Apparatus and procedures for activity assessment.
Activity was observed with a nonmotorized wire-framed running wheel (16 cm in diameter) and a lat-maze, which consists of an alley surrounding a central box. The lat-maze was similar to one used by Sadile et al. (18). Lat-maze dimensions are illustrated in Fig. 3.
Activity in the running wheel and lat-maze was tested once daily for 4 consecutive days. Rats were placed in the running wheel and a photocell counted each revolution resulting from its movement. The number of revolutions was recorded at 5 and 15 min. Immediately after testing in the running wheel, rats were placed individually in the lat-maze for 5 min.
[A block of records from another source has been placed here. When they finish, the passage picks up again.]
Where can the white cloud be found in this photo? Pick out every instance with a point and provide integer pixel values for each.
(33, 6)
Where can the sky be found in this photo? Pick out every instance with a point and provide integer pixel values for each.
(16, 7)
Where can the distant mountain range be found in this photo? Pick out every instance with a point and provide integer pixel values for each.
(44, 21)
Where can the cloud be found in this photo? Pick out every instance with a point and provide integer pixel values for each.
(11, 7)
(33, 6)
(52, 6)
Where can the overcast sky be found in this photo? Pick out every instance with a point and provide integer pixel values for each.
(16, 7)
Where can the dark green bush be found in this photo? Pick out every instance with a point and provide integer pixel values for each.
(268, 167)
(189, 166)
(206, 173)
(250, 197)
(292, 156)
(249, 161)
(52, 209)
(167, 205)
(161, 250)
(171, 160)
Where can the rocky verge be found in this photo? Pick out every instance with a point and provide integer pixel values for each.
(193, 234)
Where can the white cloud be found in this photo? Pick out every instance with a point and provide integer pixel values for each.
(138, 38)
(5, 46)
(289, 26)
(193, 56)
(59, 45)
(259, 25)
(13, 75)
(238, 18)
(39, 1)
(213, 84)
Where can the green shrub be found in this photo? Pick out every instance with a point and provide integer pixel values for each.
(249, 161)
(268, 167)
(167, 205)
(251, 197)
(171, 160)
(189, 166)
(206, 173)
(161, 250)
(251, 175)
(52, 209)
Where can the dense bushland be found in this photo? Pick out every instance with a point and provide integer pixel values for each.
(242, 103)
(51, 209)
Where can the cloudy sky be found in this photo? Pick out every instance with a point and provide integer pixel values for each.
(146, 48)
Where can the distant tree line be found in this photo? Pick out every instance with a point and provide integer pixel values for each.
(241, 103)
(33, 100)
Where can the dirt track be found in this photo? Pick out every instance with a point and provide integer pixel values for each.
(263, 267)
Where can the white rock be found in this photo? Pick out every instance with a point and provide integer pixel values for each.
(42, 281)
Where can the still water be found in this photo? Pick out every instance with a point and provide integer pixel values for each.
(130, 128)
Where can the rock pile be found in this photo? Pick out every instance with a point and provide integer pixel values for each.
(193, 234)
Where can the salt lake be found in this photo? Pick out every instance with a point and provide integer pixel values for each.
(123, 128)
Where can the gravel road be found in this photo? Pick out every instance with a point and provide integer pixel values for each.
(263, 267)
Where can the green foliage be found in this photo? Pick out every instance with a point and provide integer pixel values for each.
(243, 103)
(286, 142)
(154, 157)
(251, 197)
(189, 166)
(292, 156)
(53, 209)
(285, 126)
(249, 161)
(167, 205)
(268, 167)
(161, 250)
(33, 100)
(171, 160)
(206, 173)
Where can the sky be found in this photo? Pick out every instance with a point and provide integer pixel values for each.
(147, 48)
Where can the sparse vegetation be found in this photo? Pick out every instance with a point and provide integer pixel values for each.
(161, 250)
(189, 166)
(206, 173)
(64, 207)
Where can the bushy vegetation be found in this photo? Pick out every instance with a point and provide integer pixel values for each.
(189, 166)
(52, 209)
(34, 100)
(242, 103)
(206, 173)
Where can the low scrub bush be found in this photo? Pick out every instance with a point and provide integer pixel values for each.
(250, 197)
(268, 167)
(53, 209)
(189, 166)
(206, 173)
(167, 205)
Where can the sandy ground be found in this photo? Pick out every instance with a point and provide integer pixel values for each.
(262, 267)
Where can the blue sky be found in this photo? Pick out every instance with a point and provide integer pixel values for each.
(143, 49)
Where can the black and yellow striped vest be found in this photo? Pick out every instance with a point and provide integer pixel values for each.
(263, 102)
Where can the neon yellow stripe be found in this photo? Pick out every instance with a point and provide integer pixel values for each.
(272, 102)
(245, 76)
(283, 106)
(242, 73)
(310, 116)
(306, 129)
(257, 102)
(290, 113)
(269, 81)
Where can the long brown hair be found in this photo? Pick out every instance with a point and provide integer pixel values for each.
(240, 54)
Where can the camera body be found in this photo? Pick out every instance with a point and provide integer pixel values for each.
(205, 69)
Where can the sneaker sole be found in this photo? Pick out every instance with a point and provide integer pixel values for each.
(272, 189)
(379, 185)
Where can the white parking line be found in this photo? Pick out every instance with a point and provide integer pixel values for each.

Corner crossings, rearings, and groomings were recorded with a counter. The number of feces were counted at the end of the testing in the running wheel and the lat-maze. In addition, the experimenter recorded in a checklist any incidence of vocalizations, rotations, and biting.
Subjects for PSA training.
The subjects were eight male weanling Sprague–Dawley rats from our breeding colony. The pups were injected intraperitoneally with 0.025 mg/kg of MK-801 (MK-low; n = 8). This was the dose in which no MK-801-induced secondary effects were observed. These animals were exposed to the same treatment schedule and training as in Experiment 1.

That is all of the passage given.